Soil is mainly composed of organic matter. Organic matter from vegetation above the ground that soak up carbon from the atmosphere through photosynthesis, died  and slowly decomposed into the soil. Hence, soils around the world contains astononishing amounts of carbon. In fact, soil stores globally 2 500 Gtons of carbon.

However, changes in land-use over the past hundred years (mainly from farming practices) has degraded soils around the world, resulting in the release of 110 billion metric tons of carbon, equivalent to 80 years’ of present-day U.S. emissions.
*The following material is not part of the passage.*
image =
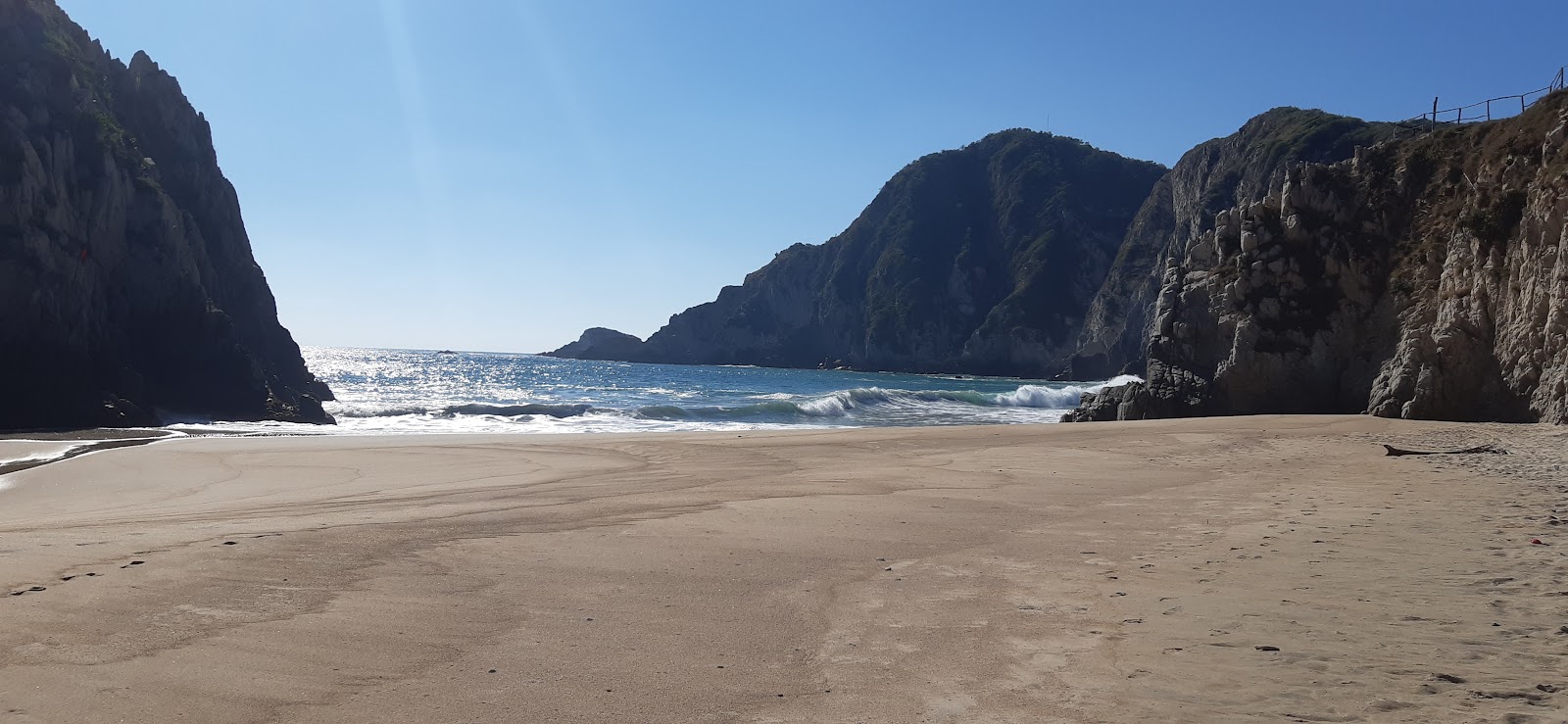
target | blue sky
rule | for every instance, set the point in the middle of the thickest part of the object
(499, 174)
Around half of the whole carbon stores in the soil lies in its first meter, making it extremely vulnerable to human activities.

Industrial farming practices such as intensive tilling, abusive pesticides and fertilizers usage, are releasing carbon stored in the soil and demeaning its capturing capacities.

Intuitively, this means that changing our agricultural practices could result in sequestrating a lot of additional carbon dioxide. Scientists have estimated that soils could capture, if treated correctly, 1 Gtons of additional carbon dioixide every single year. To be put in perspective, this represents over a quarter of the annual carbon emissions, without sequestration from carbon sinks. Regenerative farming will be necessary for our society to reach net zero. More than only capturing carbon, it would also make our food system more resilient to climate change and droughts, less dependent on fossil fuels and pesticides, and bring enormous health benefits.